I witnessed a very common scene at my friend Rita's place. She was yelling at her son. Saurav, for his poor performance in the exams. She was telling him how he wasted his time on social networking, the Internet, chatting and hanging around. But this young one had already prepared his speech in defence. The moment she completed, he was ready with his part as to how the paper that was set was hard, out of portion questions were there, he didn't have enough time and so on. It was clear from his statements that he hadn't heard a word of what his mother had said; he was only interested in protecting himself.
The emotions she was going through, her anxiety, were all wasted on Saurav, for all he wanted to do was to speak even before he could listen. Every month we have morning meetings in our office. My husband, Sunil, is very particular about punctuality. For my own reasons I was late to the meetings by a few minutes. Sunil being Sunil, tried to explain to me that I had to be on time. But instead of fully listening to him, I went into defensive mode and started explaining as to why I was late. I didn't allow myself to listen or understand what Sunil was trying to convey. I just wanted to prove myself right and get out scot-free.
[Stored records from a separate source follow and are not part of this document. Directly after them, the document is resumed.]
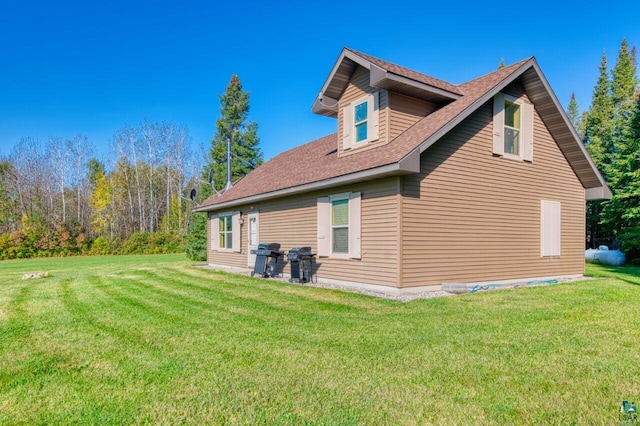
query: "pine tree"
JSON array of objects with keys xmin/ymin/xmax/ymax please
[
  {"xmin": 609, "ymin": 39, "xmax": 638, "ymax": 177},
  {"xmin": 585, "ymin": 53, "xmax": 613, "ymax": 169},
  {"xmin": 209, "ymin": 75, "xmax": 262, "ymax": 191},
  {"xmin": 603, "ymin": 99, "xmax": 640, "ymax": 259},
  {"xmin": 185, "ymin": 75, "xmax": 263, "ymax": 261},
  {"xmin": 611, "ymin": 39, "xmax": 638, "ymax": 119},
  {"xmin": 567, "ymin": 93, "xmax": 582, "ymax": 137}
]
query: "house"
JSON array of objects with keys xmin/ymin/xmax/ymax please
[{"xmin": 197, "ymin": 48, "xmax": 611, "ymax": 292}]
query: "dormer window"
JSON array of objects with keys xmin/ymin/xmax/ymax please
[
  {"xmin": 353, "ymin": 101, "xmax": 369, "ymax": 143},
  {"xmin": 342, "ymin": 92, "xmax": 380, "ymax": 149},
  {"xmin": 504, "ymin": 101, "xmax": 522, "ymax": 156}
]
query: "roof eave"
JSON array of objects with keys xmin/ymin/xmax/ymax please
[
  {"xmin": 311, "ymin": 48, "xmax": 462, "ymax": 117},
  {"xmin": 193, "ymin": 151, "xmax": 420, "ymax": 212},
  {"xmin": 369, "ymin": 64, "xmax": 462, "ymax": 102},
  {"xmin": 408, "ymin": 57, "xmax": 611, "ymax": 194}
]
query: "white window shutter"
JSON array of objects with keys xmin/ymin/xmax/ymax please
[
  {"xmin": 317, "ymin": 197, "xmax": 331, "ymax": 257},
  {"xmin": 540, "ymin": 200, "xmax": 562, "ymax": 256},
  {"xmin": 349, "ymin": 192, "xmax": 362, "ymax": 259},
  {"xmin": 231, "ymin": 212, "xmax": 241, "ymax": 252},
  {"xmin": 209, "ymin": 216, "xmax": 220, "ymax": 250},
  {"xmin": 342, "ymin": 105, "xmax": 353, "ymax": 149},
  {"xmin": 367, "ymin": 92, "xmax": 380, "ymax": 141},
  {"xmin": 522, "ymin": 103, "xmax": 533, "ymax": 161},
  {"xmin": 493, "ymin": 93, "xmax": 504, "ymax": 155}
]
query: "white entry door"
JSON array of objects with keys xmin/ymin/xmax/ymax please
[{"xmin": 247, "ymin": 212, "xmax": 259, "ymax": 267}]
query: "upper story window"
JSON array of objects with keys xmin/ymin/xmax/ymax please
[
  {"xmin": 493, "ymin": 93, "xmax": 533, "ymax": 161},
  {"xmin": 331, "ymin": 196, "xmax": 349, "ymax": 254},
  {"xmin": 342, "ymin": 92, "xmax": 380, "ymax": 149},
  {"xmin": 353, "ymin": 101, "xmax": 369, "ymax": 143},
  {"xmin": 504, "ymin": 101, "xmax": 522, "ymax": 156}
]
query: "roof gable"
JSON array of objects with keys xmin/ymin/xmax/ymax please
[
  {"xmin": 196, "ymin": 49, "xmax": 611, "ymax": 211},
  {"xmin": 311, "ymin": 48, "xmax": 464, "ymax": 117}
]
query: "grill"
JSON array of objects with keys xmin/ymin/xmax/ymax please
[
  {"xmin": 251, "ymin": 243, "xmax": 284, "ymax": 278},
  {"xmin": 287, "ymin": 247, "xmax": 316, "ymax": 283}
]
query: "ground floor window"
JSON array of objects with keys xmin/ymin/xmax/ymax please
[
  {"xmin": 331, "ymin": 198, "xmax": 349, "ymax": 253},
  {"xmin": 218, "ymin": 214, "xmax": 233, "ymax": 250}
]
Result? Sunil was disgruntled and I was unhappy! Sunil, being a wise one, understand that I was no way prepared to listen or discuss on the topic. A few hours later he explained that if we as the Directors of the organisation were late, we would set a wrong example to the employees. This time I was in listening mode and could completely understand what Sunil was saying. Result? Sunil was satisfied that I have happily understood what he was saying and I was determined to always make it on time for the future meetings!
All of us want to begin speaking, explaining, advising, justifying even before we are done with listening! Doesn't it happen with you too? When your boss is wondering why the sales targets weren't met, before listening to him, aren't you ready with all the excuses? When a friend is sharing about her troubled marriage, aren't we ready with comforting words even before she is done with her speaking? When a child is expressing his feelings about something that really matters to him, aren't we ready with advice even before he is done with expressing? When the wife is sharing her problems with you, aren't you ready with solutions even before she can tell you that she has already solved it?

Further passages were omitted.